Why We Built a Compiler We Won’t Use

Flock. Community Blogs

Published in

Flock. Community

11 min readNov 10, 2020

By Niels Simonides and Jerre van Veluw

Introduction

Compilers are weird. Full confession: We have never built a compiler before. Yes, we are software engineers, and we have built programs that transform one language into another (graphQLSimpleBindings, CMACC), but those are not full compilers. Maybe you have created tools to transform text into another text, and like us never built a compiler, even if you are a professional software engineer. Your education might not have been in computer science, or you did not take compilers 101. Compilers are intriguing though, are they not? They take in one language and through a process of lexicographic analysis, they emit another language. Moreover, in the case of computer science, the emitted language is a program. Even better, that program could be a new compiler to create better languages to create better compilers. Compilers are weird. It is akin to somehow getting yourself out of a swamp by pulling your own hair. This fact makes compilers interesting, more interesting than other programs. In order to know how compilation works you could read about it, or listen to a talk. We listened to such a talk at QCon 2019 (a video along with the transcript is available here). Colin Eberhardt’s talk was interesting and informative. You get what tokenizing, parsing, and emitting entails. In this particular case, it showed how you can create a compiler in TypeScript that takes in a language of your own design and transforms it into WebAssembly bytecode. So far so good. If you only want to ‘get it’, you are done! Of course, when you want to understand, you need to create.

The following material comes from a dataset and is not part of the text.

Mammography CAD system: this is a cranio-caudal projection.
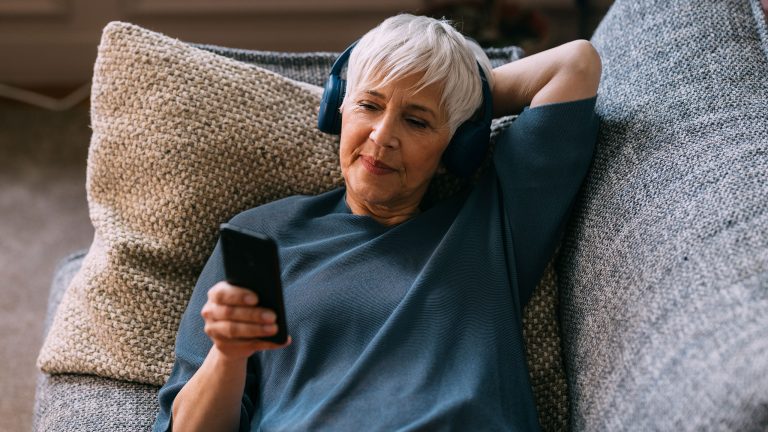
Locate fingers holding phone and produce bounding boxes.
[200,281,290,358]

“What I cannot create I do not understand.” — Richard Feynman

So we decided to create a compiler.

Building a Compiler

In order to understand and build a compiler, we need to decide a few things upfront. What programming language are we going to build the compiler in. What is our compilation target, and most importantly, what will be our designed language to compile. Since we love Kotlin we used Kotlin Native to create our compiler. The compilation target should be low level and with WebAssembly we could already use the insights of Colin to speed up the process. But what language would we want to compile? Since we are Dutch and don’t expect our compiler to be of use we chose to create a language with Dutch keywords. It is to show that you could choose any characters and are not bound to English. In addition, it makes sure that no one in their right mind will use this language. More importantly, it is quite hilarious to think of words in Dutch to describe a program with.

Architecture

At a high level, our compiler consists of 3 different components: The tokenizer, parser, and emitter.

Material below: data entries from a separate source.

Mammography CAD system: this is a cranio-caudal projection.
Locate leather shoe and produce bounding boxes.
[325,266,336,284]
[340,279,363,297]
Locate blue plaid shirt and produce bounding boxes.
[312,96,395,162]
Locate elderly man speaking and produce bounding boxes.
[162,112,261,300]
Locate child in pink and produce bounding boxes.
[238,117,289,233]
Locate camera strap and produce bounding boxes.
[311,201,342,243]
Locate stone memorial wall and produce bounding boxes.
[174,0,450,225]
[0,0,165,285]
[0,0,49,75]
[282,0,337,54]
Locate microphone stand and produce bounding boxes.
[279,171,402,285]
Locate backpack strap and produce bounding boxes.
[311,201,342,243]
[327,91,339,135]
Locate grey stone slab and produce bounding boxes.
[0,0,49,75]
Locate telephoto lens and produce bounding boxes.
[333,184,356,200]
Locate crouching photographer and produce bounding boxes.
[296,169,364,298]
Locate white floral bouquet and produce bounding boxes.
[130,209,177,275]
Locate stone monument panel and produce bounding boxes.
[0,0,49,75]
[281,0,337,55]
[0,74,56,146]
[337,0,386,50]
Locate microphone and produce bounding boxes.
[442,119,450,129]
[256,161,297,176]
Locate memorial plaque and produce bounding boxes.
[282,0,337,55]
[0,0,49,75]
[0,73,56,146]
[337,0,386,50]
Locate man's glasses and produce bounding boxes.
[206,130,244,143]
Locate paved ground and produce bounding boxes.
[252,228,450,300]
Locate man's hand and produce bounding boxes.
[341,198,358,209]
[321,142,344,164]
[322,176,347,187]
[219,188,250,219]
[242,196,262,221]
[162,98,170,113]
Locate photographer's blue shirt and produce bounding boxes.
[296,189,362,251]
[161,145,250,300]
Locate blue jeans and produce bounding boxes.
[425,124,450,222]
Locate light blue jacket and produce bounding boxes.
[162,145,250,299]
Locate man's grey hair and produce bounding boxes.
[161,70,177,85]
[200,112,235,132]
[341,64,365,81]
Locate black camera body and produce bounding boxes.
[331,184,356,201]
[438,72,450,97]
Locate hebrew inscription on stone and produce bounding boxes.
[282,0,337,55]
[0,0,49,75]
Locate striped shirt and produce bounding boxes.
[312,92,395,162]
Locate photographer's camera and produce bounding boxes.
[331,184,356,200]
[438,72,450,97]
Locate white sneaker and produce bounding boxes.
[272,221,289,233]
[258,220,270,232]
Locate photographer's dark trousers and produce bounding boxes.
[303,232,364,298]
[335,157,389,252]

Each component transforms one representation into another. First the source code to a list of tokens. Secondly, the tokens to an Abstract Syntax Tree (AST), and finally the AST to a byte array.

The Tokenizer

The tokenizer splits the source code into tokens. Technically, a defined regex matches a string of source code and is mapped to a single token. This implies that there exists a one to one mapping between the source code and the list of tokens. For example, consider the following source code: “waarde getal wordt 14; druk af getal;” (In English pseudo-code it would translate to “val number = 14; print number;”). This statement is broken down into 13 different parts:

The tokenizer matches the first part of the text with a list of “matchers”:

When a match is found that string is removed from the source code. The tokenizer continues to match the rest of the source code until it is completely tokenized:

Let’s break this down:

Firstly findToken tries to match a matcher against the source code. When matches are found it returns the first token. There can be multiple matches. For example, ‘druk’ would also qualify as the ‘Identifier’ token. This is why the order of the matchers matters. We want to create a ‘Print’ token for ‘druk af’ and not an ‘Identifier’ token for ‘druk’. If no matches are found we throw an exception to fail the compilation.

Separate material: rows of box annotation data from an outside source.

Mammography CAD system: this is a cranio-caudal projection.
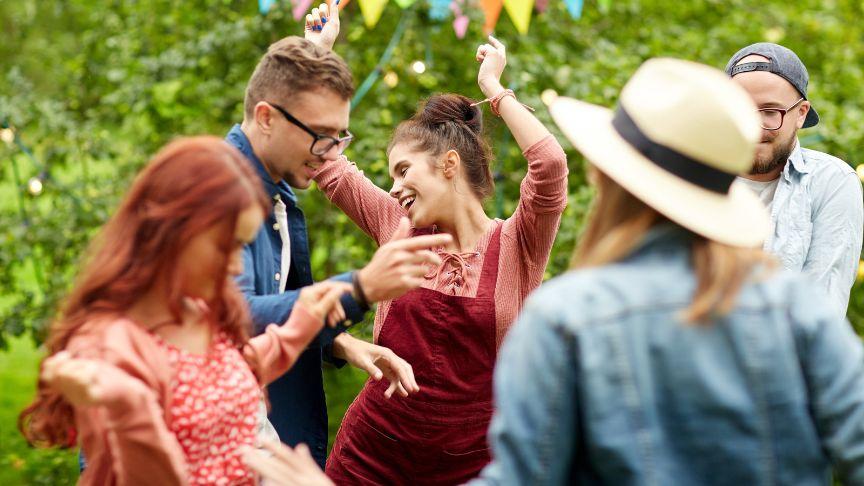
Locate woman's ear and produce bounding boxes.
[443,149,462,179]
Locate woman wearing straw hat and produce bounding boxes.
[477,59,864,485]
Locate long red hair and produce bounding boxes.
[18,136,269,447]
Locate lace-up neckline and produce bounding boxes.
[424,226,486,295]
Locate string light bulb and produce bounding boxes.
[27,177,44,196]
[540,89,558,106]
[384,71,399,88]
[0,128,15,145]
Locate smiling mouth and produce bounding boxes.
[400,196,415,211]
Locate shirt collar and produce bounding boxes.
[784,139,810,178]
[225,123,297,205]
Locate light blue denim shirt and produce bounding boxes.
[473,224,864,486]
[764,143,864,316]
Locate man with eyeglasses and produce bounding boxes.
[223,4,449,469]
[726,42,864,315]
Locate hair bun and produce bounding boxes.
[416,93,483,135]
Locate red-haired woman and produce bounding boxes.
[19,137,350,485]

The regular expression in a matcher can be defined with a ^ to match the start of a string. In this way, the tokenizer can just remove the matched string from the start of the source and recursively analyse until there is nothing left. In a simple example it looks like this:

tokenize(“druk af 14;”):
- token(value: “druk af”, type: print)
tokenize(“ 14;);
- token(value: “druk af”, type: print)
- token(value: “ ”, type: whitespace)
tokenize(“14;”):
- token(value: “druk af”, type: print) 
- token(value: “ ”, type: whitespace)
- token(value: “14”, type: number)
tokenize(“;”):
- token(value: “druk af”) 
- token(value: “ ”, type: whitespace)
- token(value: “14”, type: number) 
- token(value: “;”, type: EOL)

When tokenizing is complete, the source code is successfully transformed into a list of tokens. In other words: The source has been analysed to have correct syntax. The next step is to analyse if the source code means anything.

The Parser

The parser transforms a list of tokens into an Abstract Syntax Tree (AST). An AST is a tree of nodes that describes relations between tokens. Where the tokens are just a flat representation of the source syntax, the AST is a structured representation of what the source means. Since the ‘Whitespace’ tokens do not mean anything to the parser they can be safely discarded. Subsequently, it expects groups of tokens to be in a certain order.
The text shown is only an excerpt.